Bulletin of the National Speleological Society - ISSN 0146-9517
Volume 30 Number 4: 95-114 - October 1968

A publication of the National Speleological Society

Stratigraphic and Structural Controls on Landform Development in the Central Kentucky Karst
Alan D. Howard


The number of sinks and hilltops on Meramec and lowest Chester rocks in central Kentucky was found to be closely controlled by several factors, among which the stratigraphic horizon upon which they are developed and the local and regional structure are most important. Several persistent sink-forming stratigraphic units were found in the basal Ste. Genevieve and upper St. Louise formations which crop out as low-relief "sink escarpment." These stratigraphic units are tentatively identified with bedded chert sequences.

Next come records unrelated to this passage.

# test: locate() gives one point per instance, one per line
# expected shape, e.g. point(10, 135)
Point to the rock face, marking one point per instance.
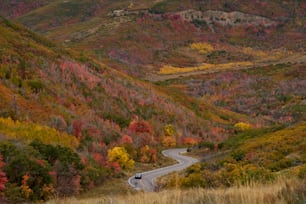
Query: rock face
point(225, 18)
point(15, 8)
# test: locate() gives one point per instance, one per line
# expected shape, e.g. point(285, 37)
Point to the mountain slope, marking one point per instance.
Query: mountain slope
point(143, 36)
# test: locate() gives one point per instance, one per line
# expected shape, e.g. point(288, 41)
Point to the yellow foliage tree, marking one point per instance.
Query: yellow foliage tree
point(169, 130)
point(120, 155)
point(169, 141)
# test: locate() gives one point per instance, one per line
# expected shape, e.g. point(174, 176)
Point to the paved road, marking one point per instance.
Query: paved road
point(148, 177)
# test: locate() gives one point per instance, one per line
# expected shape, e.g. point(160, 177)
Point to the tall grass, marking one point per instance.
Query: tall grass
point(282, 191)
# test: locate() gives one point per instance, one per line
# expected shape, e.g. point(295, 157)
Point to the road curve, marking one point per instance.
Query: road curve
point(148, 177)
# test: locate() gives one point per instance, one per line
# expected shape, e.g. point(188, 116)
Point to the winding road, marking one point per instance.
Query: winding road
point(148, 177)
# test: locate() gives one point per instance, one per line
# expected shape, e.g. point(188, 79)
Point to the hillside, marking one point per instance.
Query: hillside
point(64, 113)
point(92, 91)
point(141, 37)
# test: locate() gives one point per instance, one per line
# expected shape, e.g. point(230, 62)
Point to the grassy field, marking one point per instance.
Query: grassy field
point(280, 192)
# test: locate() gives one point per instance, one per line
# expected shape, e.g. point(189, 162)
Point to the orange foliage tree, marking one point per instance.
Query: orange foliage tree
point(3, 179)
point(148, 154)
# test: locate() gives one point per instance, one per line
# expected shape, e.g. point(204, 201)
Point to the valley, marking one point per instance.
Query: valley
point(93, 91)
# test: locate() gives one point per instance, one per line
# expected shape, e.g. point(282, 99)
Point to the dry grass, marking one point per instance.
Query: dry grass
point(279, 192)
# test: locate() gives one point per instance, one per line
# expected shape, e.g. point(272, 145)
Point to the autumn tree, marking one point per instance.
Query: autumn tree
point(3, 179)
point(168, 139)
point(148, 154)
point(120, 155)
point(169, 130)
point(142, 132)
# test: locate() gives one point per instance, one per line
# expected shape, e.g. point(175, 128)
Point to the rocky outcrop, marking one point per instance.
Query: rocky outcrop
point(235, 18)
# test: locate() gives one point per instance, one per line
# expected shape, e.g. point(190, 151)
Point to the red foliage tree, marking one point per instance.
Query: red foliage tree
point(127, 139)
point(140, 127)
point(77, 128)
point(3, 178)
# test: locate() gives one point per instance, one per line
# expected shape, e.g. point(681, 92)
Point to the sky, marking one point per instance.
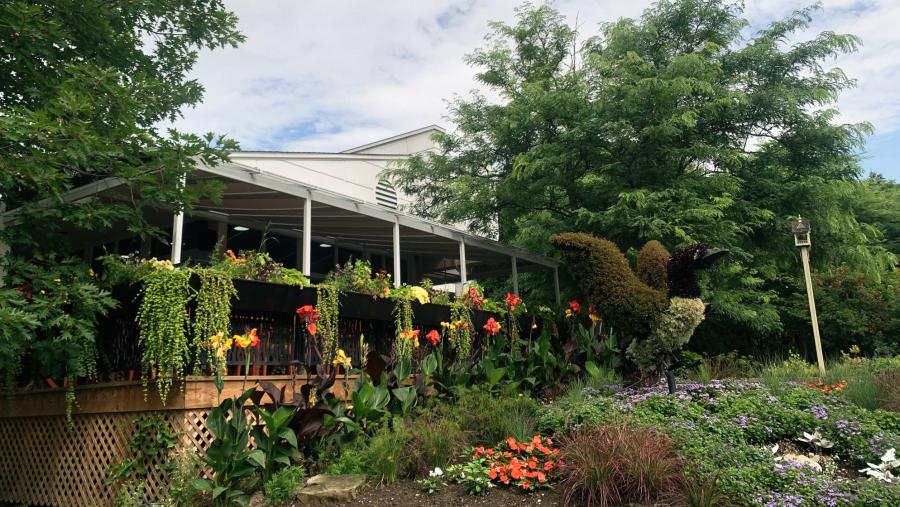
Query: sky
point(330, 75)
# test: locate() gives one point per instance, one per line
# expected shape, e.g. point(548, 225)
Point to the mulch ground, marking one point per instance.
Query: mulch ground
point(409, 494)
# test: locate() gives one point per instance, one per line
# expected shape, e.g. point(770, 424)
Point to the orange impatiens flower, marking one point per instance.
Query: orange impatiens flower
point(310, 315)
point(520, 463)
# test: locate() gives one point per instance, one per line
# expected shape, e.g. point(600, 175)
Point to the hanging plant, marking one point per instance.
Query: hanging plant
point(327, 305)
point(212, 315)
point(460, 329)
point(163, 324)
point(407, 338)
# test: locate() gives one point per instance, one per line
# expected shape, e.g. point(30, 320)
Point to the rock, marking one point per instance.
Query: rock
point(324, 489)
point(257, 500)
point(803, 460)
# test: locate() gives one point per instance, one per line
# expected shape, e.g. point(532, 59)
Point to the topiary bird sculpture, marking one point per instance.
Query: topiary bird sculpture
point(655, 310)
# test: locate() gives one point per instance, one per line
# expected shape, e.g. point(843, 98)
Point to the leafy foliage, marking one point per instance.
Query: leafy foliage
point(83, 86)
point(675, 126)
point(671, 331)
point(163, 321)
point(150, 446)
point(609, 282)
point(616, 464)
point(651, 265)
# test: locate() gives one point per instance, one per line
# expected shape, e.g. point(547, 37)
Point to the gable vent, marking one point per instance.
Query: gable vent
point(385, 194)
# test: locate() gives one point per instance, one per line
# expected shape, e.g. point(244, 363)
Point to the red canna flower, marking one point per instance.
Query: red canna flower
point(492, 327)
point(512, 301)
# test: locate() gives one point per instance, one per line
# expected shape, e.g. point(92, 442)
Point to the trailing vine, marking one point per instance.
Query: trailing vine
point(212, 313)
point(461, 329)
point(163, 324)
point(406, 337)
point(327, 304)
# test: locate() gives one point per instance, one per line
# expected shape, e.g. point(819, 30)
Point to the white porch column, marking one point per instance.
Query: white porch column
point(222, 233)
point(4, 248)
point(463, 276)
point(396, 252)
point(556, 285)
point(515, 272)
point(178, 230)
point(307, 234)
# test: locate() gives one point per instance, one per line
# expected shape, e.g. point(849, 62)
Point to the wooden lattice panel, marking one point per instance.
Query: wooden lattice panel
point(44, 462)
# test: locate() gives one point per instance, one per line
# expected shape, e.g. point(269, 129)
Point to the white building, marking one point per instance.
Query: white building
point(314, 211)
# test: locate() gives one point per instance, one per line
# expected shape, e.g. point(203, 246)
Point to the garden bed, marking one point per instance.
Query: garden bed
point(409, 494)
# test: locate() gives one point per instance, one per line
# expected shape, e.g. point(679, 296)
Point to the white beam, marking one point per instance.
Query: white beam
point(307, 234)
point(556, 286)
point(240, 172)
point(177, 232)
point(515, 273)
point(463, 276)
point(396, 253)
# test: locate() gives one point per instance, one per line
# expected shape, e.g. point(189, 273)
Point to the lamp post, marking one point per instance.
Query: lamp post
point(800, 229)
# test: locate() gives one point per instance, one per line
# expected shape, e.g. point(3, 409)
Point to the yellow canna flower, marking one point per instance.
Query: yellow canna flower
point(419, 294)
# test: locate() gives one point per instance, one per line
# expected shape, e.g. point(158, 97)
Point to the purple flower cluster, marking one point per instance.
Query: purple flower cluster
point(819, 412)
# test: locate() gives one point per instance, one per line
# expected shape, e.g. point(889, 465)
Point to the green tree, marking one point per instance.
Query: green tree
point(83, 85)
point(674, 127)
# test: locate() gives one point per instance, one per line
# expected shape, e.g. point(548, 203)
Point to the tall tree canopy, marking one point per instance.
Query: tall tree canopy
point(82, 86)
point(678, 126)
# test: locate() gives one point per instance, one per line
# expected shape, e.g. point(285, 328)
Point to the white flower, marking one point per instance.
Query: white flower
point(816, 439)
point(882, 471)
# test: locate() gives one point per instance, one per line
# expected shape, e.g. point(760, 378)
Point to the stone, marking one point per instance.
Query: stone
point(803, 460)
point(325, 489)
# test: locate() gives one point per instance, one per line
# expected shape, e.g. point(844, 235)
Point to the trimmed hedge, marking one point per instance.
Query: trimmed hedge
point(609, 283)
point(651, 265)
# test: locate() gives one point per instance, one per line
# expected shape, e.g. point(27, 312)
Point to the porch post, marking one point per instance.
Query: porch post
point(307, 234)
point(515, 276)
point(556, 285)
point(463, 276)
point(396, 252)
point(178, 231)
point(222, 233)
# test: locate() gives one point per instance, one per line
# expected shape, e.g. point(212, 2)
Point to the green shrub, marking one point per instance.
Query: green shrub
point(611, 286)
point(887, 385)
point(187, 466)
point(280, 488)
point(385, 452)
point(434, 442)
point(351, 459)
point(491, 418)
point(130, 494)
point(672, 329)
point(651, 265)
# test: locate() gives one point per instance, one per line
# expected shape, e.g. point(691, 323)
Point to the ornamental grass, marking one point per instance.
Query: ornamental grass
point(618, 464)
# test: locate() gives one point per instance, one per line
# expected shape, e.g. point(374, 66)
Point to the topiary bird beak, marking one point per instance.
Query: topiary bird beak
point(711, 256)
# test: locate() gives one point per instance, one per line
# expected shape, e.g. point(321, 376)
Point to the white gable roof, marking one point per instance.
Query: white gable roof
point(408, 143)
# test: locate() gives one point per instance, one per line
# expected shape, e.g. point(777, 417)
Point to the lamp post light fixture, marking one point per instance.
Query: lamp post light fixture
point(800, 228)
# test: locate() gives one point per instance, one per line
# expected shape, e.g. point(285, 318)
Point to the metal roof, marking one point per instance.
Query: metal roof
point(372, 232)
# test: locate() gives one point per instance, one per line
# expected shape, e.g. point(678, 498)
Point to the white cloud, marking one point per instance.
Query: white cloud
point(324, 75)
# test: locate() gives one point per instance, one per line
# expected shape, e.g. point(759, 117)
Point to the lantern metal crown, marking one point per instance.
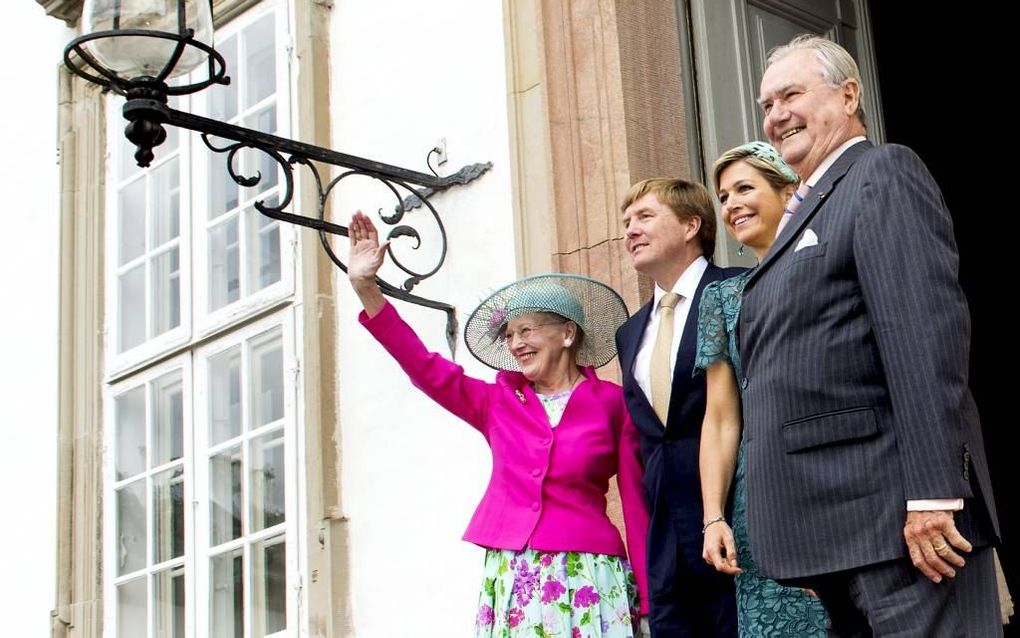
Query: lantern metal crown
point(135, 47)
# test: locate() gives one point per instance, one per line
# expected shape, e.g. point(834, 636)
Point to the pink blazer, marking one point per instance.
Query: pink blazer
point(548, 486)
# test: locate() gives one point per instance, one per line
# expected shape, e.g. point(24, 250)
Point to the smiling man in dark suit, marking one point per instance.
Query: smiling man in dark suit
point(867, 479)
point(670, 230)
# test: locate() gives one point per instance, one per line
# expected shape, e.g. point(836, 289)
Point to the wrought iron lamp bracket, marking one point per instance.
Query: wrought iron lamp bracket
point(148, 112)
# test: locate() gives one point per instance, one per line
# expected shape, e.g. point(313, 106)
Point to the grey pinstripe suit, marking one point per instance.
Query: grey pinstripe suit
point(856, 392)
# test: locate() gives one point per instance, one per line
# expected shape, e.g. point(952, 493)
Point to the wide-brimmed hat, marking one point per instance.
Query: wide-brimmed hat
point(596, 307)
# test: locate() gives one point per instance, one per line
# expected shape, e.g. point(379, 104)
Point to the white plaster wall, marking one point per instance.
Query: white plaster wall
point(405, 74)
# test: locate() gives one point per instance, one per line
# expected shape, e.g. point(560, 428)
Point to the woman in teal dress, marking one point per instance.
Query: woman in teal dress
point(753, 184)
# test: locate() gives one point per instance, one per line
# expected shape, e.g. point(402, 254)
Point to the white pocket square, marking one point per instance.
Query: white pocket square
point(808, 239)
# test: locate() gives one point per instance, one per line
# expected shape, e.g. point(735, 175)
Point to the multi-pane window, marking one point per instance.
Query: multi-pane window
point(146, 255)
point(246, 468)
point(188, 252)
point(146, 536)
point(244, 247)
point(199, 489)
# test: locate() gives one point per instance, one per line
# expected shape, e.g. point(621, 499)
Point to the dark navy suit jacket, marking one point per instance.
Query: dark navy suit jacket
point(855, 335)
point(670, 454)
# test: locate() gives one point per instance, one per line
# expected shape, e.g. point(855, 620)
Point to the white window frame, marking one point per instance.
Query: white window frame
point(117, 362)
point(210, 322)
point(111, 483)
point(194, 159)
point(285, 322)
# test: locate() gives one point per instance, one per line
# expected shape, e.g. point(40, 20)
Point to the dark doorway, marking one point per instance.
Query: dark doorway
point(942, 93)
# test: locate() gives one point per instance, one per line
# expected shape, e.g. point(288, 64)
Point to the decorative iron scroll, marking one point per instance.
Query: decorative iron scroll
point(148, 112)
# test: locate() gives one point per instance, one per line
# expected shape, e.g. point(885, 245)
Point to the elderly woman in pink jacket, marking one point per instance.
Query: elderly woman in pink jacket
point(555, 563)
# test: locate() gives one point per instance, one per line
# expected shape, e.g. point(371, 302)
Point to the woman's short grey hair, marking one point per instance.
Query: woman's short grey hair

The form of the Big Clifty (Dripping Springs) escarpment is closely controlled by the stratigraphic dip; low dip is associated with an irregular escarpment front of linear ridges and numerous outliers, with solutional valleys below the escarpment. In contrast, the escarpment front is nearly parallel to the structural contours in areas of high dip and there exists few reentrants or solutional valleys.

Little evidence was found within the present topography for any past periods of baseleveling withing the karst area. However, striking changes of landforms though time are occasioned by the vertical succession of stratigraphy and the local and regional structure. Clear evidence is lacking within the topography for historical changes in landforms resultant from climatic change or fluctuation of local baselevel. However, evidence for such enviornmental change might be read from alluvial, surficial, and cavern deposits and cavern levels.